18 de setembro de 2011

Androginia

 Neste post, deixo as palavras retirada de um artigo apresentado no colóquio falarem por mim. 

Entre o n(ex)o e o s(ex)o: formação de sentido, gênero e cultura das aparências
Marco Antônio Vieira

"Ainda que tomemos de empréstimo construtos de Lacan e de Judith Butler para falarmos desse mistério que é puro gris, pois que se encontra numa zona fronteiriça, numa zona litoral e o que é esta margem entre a água e a terra senão isto a que se chama fronteira?...
Andrej Pejic 2011 

...androginias. Uma vez que a roupa e a construção da aparência são máscara e encenação, as estruturas sígnicas atreladas à apresentação do macho ou da fêmea em nossa espécie são pura construção formal, situadas historicamente, dados da cultura de um período e civilização.
Ao analisarmos o panorama de imagens do passado da civilização ocidental, constata-se o quão infinitamente mais paramentados e enfeitados eram os homens do passado. Mesmo em Roma, onde , como se sabe, imperava certa austeridade no tocante às roupas, quando se comparam os romanos aos bizantinos, por exemplo, um senador era incapaz de vestir-se sem o auxílio de um servo encarregado de recobrir e envolver o corpo de seu amo com cerca de 6m de tecido. Cabe ainda lembrar que só os cidadãos romanos podiam trajar a toga e, portanto, excluíam-se deste privilégio societal, as mulheres, o que assinala o quanto o gênero sempre esteve associado às estruturas autorizadoras do poder na sociedade.
Jóias, maquiagem, penteados cobriam os corpos de mulheres e homens nas civilizações antigas de forma quase indistinta, com a possível ressalva de que aos homens à frente destas civilizações, seus monarcas, faraós, cabia maior dose de esplendor. A maioria destas civilizações, cabe lembrar, eram falocêntricas. Entre os animais, são os machos, como no caso de muitos pássaros, que se valem da exuberância de seus corpos para seduzir as fêmeas. Não se pode esquecer que um dos maiores ícones da moda na civilização ocidental foi um homem, Louis XIV, o Rei Sol, que esteve à frente da França Barroca e foi um grande amante do salto alto.
...O século XX abole em alguns momentos algumas dessas convenções e torna-se então um palco em que novas cenas para a apresentação da sexualidade se encenam.As fronteiras entre o masculino e o feminino começam a borrar-se intensamente e a um só tempo seduzem e assombram pelo mistério que comportam...
...Não existimos, portanto, a não ser como meios, mensagens de algo para alguém.

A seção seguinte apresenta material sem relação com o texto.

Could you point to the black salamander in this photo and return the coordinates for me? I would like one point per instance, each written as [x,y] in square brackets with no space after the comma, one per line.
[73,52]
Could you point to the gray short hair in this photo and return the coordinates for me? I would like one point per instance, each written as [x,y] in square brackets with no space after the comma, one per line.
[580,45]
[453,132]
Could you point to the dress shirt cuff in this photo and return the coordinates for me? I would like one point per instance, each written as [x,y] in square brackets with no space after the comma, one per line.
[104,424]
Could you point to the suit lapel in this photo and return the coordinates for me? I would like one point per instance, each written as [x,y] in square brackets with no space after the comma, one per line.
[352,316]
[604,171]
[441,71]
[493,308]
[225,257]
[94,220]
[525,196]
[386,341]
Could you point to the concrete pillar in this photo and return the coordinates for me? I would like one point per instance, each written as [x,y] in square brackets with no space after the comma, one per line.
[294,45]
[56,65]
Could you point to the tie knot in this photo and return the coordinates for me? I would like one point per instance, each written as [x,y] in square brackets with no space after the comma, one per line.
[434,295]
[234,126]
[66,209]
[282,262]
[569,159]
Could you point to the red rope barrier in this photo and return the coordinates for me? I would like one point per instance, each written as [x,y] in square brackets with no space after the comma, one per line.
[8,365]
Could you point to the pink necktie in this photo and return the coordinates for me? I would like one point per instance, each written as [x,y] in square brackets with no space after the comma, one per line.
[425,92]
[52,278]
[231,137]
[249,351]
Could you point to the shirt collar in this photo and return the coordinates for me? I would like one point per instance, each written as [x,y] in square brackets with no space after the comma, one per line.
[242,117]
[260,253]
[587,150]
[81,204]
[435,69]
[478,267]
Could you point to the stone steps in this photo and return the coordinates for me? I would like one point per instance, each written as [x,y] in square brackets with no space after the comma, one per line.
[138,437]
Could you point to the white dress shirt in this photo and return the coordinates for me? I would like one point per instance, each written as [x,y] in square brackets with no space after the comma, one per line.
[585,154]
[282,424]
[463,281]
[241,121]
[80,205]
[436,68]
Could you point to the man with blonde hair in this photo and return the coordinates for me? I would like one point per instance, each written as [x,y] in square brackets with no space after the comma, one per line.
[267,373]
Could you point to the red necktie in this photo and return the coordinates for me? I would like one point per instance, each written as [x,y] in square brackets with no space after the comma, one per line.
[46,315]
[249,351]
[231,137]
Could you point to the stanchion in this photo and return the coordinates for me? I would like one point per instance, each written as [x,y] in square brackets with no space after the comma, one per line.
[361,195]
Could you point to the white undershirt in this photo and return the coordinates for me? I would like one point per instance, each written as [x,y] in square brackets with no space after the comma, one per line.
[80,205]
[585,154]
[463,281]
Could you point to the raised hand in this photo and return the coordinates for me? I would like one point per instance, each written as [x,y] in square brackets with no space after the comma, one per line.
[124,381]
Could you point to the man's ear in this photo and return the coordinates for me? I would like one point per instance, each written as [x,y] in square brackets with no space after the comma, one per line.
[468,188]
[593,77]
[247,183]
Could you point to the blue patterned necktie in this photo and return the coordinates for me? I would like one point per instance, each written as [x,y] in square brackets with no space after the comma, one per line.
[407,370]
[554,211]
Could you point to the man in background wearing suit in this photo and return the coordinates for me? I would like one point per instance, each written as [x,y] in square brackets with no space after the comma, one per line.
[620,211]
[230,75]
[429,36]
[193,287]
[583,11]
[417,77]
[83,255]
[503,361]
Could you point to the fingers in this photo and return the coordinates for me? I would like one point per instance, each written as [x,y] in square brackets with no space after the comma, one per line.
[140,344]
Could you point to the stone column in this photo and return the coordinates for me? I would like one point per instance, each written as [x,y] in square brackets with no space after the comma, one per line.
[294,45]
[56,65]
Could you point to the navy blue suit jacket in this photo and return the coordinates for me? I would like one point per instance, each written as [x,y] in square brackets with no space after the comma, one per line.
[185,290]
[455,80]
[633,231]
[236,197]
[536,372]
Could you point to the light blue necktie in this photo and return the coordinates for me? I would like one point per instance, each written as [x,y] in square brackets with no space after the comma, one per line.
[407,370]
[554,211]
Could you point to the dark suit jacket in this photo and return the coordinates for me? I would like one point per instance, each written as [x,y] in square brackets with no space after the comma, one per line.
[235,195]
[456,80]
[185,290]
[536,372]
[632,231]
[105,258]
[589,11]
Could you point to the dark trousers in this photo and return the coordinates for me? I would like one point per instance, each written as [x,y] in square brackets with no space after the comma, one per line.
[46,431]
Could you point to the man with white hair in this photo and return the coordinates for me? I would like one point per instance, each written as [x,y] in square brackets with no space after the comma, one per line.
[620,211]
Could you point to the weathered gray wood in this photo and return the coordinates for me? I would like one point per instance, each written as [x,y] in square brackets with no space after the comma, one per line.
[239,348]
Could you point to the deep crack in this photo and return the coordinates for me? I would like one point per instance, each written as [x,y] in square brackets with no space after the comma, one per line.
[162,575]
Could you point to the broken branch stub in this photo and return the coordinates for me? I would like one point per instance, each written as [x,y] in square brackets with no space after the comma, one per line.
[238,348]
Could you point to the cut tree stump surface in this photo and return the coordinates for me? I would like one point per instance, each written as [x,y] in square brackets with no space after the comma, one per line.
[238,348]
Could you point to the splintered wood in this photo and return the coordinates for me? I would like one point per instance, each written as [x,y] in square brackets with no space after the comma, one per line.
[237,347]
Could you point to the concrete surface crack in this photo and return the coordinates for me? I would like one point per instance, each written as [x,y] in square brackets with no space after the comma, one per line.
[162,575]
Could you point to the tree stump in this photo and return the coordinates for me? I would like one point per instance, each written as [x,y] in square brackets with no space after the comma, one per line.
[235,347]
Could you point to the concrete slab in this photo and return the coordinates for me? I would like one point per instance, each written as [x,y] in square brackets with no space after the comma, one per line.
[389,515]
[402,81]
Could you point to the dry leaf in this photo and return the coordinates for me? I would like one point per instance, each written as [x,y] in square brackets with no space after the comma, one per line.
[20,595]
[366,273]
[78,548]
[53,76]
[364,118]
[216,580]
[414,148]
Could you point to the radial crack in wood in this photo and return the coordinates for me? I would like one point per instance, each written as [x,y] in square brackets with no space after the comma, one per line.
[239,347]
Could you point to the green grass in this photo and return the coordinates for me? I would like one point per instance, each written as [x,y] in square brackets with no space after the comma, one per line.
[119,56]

Irremediavelmente fadados à redução linguageira, ao falar, ao interpretar uma imagem, evocam-se redes de significação outrora tramadas.
É o Outro da linguagem que fala por nós: rios de fios, novelos perdidos mas que não cessam de tramar-se a novas redes produzindo outros surtos de significação: Passado, presente e futuro confundem-se assim e aqui.
...O corpo-vestido masculino encontra-se hoje em um entre-lugar, o que significa que também a mulher se depara com as imagens encarregadas de traduzir a feminilidade em suspensão. Ocorre que, por uma espécie de esgotamento dos recursos e possibilidades de composição do design de moda feminino até por conta mesmo do fato de que o corpo-vestido masculino permaneceu, em linhas gerais, congelado e engessado, uma espécie de hibernação desde o século XIX, os olhares da moda voltam-se agora àquilo que pode advir do design de moda para o corpo do homem. É natural, portanto, que se abra uma palheta de possibilidades até há pouco tempo interditada ao universo masculino: inusitadas e incomuns combinações cromáticas, têxteis e formais, que incluem: saias–adotadas pelo Diretor de Criação da Louis Vuitton Marc Jacobs em suas últimas aparições públicas, calças de inspiração orientalista (Osklen, Mário Queiroz, Akihito Hira), paetês (Alexandre Herchcovitch), para citar apenas algumas das marcas e criadores que se aventuraram na busca de novas traduções do corpo-vestido masculino...
...O Design de Moda, nestes contextos, assume o papel de tradutor visual de novos olhares tramados sobre os lugares vestimentais do homem e da mulher. Trata-se, em outras palavras, de quase-manifestos, de defesas públicas de teses acerca de como se pode olhar um homem, a partir da maneira, modus, factio que ele se apresenta por meio de como recobre, envolve e adorna seu corpo´´.